There's no docstring for get_histogram
. What does this function do? What kind of object should I pass for the img
argument?
You import skimage.io.imread
and PIL.Image
but you don't use either of them.
This comment doesn't seem relevant:
#histogram = plt.hist(img.flatten(), bins=100, facecolor='green', alpha=0.75)
There are two useless print
statements. I presume that these are left over from a debugging session and you forgot to remove them. You might find it useful to learn to use the Python debugger which would avoid the need to add print
statements to the code.
There are two pieces of functionality here: (i) extracting the colour data from an image into a Numpy array; (ii) converting colour data from RGB to the Lab colour space. It would make sense to split these up (especially as piece (ii) is so simple).

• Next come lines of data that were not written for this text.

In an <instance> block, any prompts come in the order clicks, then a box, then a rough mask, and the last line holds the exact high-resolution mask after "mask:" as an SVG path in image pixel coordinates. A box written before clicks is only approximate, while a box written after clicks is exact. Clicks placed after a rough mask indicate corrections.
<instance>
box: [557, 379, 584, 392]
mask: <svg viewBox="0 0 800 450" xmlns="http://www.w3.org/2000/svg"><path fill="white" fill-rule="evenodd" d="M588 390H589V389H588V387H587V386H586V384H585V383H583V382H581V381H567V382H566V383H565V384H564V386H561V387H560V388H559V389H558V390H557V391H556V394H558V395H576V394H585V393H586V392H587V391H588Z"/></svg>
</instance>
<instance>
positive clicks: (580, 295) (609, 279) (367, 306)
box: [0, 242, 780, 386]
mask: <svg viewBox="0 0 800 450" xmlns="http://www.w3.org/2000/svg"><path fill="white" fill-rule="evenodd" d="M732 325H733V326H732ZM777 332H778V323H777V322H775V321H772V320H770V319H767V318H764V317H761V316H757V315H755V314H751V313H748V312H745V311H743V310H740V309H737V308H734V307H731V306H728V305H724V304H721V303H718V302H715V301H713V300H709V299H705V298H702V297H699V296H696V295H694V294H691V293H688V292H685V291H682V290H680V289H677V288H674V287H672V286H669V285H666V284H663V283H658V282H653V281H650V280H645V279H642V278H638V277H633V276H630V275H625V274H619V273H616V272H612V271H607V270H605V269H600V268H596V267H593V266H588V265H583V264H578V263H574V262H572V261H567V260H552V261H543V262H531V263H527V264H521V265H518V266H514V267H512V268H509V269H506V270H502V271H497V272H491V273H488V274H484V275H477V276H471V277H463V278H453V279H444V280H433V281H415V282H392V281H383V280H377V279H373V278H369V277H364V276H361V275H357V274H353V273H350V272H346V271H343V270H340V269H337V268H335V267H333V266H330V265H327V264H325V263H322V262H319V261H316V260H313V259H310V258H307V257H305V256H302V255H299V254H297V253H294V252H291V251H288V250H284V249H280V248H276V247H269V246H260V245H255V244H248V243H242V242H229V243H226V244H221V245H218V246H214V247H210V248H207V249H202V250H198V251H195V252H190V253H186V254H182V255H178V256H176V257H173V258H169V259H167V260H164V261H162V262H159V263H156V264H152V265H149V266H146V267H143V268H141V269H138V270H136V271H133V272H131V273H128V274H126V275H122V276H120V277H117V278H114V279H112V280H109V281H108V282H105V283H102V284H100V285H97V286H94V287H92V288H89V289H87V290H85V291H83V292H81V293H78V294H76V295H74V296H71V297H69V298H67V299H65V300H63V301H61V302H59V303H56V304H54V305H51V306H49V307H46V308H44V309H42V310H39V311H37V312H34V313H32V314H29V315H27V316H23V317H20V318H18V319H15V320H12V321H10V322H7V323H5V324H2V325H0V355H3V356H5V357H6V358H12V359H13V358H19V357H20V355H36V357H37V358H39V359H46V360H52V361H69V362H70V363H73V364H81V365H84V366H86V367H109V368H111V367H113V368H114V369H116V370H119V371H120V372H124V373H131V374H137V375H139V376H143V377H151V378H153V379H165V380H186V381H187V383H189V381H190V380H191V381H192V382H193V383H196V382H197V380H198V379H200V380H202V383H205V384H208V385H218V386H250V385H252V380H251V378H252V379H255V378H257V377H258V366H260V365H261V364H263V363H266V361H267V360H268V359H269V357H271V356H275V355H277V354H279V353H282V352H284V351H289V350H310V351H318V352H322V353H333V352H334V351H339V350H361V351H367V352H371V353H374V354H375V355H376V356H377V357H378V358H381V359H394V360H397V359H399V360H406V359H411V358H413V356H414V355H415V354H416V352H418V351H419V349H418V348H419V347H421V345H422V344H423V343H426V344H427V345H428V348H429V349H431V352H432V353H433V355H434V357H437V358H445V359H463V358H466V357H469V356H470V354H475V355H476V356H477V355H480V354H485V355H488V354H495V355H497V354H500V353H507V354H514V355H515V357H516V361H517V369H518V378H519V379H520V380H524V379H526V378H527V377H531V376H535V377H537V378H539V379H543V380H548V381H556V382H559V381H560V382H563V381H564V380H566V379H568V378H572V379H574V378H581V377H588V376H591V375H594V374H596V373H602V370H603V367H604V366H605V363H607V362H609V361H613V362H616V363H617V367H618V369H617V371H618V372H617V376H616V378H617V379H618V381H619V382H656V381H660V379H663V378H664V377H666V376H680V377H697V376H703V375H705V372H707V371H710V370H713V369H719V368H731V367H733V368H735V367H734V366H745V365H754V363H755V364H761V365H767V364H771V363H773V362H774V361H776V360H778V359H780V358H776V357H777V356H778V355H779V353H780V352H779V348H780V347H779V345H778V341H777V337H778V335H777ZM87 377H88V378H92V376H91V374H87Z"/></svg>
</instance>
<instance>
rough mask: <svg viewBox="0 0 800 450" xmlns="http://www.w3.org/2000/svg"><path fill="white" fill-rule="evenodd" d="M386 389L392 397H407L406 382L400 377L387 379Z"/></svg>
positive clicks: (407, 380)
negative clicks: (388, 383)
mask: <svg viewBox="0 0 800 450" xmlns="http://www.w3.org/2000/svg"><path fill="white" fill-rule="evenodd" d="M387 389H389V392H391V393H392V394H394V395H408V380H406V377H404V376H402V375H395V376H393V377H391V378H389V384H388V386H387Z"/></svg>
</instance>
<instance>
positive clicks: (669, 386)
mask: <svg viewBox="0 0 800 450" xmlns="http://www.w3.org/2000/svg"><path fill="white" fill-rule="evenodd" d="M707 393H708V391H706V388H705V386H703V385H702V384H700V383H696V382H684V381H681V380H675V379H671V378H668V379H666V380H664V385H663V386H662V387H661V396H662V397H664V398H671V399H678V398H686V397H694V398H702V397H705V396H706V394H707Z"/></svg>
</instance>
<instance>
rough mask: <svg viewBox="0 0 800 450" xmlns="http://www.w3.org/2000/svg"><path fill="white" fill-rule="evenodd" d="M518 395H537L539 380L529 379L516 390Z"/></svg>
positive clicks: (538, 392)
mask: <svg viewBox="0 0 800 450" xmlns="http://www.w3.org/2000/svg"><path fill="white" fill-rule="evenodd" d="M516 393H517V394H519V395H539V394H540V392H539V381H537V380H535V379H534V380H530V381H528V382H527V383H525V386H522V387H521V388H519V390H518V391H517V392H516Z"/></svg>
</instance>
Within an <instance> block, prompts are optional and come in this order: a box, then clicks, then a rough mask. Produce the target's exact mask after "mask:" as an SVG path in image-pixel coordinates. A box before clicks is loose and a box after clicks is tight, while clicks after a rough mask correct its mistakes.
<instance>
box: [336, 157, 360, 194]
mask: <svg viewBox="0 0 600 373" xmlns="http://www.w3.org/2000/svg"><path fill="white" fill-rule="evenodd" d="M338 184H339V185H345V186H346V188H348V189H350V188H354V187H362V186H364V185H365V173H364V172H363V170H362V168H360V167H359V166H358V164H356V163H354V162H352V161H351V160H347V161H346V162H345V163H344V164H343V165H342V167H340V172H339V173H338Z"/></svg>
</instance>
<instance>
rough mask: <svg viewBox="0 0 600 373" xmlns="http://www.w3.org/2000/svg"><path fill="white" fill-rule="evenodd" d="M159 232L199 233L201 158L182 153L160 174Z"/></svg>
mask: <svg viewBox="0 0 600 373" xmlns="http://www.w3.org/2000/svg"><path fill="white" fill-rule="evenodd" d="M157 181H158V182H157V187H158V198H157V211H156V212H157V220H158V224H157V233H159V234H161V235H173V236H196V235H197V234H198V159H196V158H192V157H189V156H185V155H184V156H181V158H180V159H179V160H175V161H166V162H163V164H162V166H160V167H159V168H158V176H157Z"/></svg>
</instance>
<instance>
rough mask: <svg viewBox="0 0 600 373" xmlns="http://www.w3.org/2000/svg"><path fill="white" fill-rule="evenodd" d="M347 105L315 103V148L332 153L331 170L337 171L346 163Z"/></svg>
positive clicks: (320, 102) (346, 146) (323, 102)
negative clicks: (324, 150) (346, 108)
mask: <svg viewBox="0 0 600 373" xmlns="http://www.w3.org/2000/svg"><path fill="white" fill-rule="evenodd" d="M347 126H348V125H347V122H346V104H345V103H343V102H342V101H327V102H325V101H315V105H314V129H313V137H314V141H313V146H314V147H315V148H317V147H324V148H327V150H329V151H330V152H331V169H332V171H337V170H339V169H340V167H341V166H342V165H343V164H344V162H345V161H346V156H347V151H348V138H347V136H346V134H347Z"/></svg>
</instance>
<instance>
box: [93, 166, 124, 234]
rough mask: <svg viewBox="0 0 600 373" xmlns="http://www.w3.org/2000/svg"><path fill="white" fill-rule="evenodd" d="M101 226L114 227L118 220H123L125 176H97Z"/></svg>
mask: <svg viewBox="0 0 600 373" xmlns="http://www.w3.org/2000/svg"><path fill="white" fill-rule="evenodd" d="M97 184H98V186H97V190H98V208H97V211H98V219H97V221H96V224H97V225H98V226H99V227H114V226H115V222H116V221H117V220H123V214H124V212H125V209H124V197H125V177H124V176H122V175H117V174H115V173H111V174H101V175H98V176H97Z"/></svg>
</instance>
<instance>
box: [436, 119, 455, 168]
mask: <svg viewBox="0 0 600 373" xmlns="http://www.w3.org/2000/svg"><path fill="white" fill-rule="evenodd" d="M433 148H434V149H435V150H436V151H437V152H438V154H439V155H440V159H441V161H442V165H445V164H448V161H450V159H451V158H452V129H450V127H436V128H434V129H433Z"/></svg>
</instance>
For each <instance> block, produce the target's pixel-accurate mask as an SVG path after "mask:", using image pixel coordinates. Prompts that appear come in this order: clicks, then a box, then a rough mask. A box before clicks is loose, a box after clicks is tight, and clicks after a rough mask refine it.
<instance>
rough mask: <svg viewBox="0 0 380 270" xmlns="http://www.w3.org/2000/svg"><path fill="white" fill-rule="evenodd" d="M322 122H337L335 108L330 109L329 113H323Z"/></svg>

The function is poorly named: it does not actually get a histogram. (Because you discard the colour counts in the num
array.) This makes me wonder what you are using this function for.
You use the spelling "colour" but the APIs you are calling use the spelling "color". Even if you prefer the "colour" spelling, it's better to be consistent. That way there's less chance of forgetting and making a mistake.
Creating a Numpy array from an a Python list is usually straightforward if you pass the list to the numpy.array
function. There's no need to mess about with numpy.zeros
and assigning column-wise.
So I'd write the following:
import numpy as np
def distinct_colors(img):
"""Return the distinct colors found in img.
img must be an Image object (from the Python Imaging Library).
The result is a Numpy array with three columns containing the
red, green and blue values for each distinct color.
"""
width, height = img.size
colors = [rgb for _, rgb in img.getcolors(width * height)]
return np.array(colors, dtype=np.uint8)
The conversion to Lab colour space is so simple that I don't think it needs a function.
Update
There's one minor difficulty: the skimage.color
functions all demand an array with 3 or 4 dimensions, and so only support 2- and 3- dimensional images. Your array of distinct colours is a 1-dimensional image, so it's rejected. But you can easily use numpy.reshape
to turn it into a 2-dimensional image whose first dimension is 1 before passing it to rgb2lab
, like this:
colors = distinct_colors(img)
rgb2lab(colors.reshape((1, -1, 3)))
Or if you prefer the second dimension to be 1, use .reshape((-1, 1, 3))
.
(Personally I think the skimage.color
behaviour is absurd. Why does it care about the number of dimensions? There doesn't seem to be any obvious reason in the code. Maybe it would be worth filing a bug report?)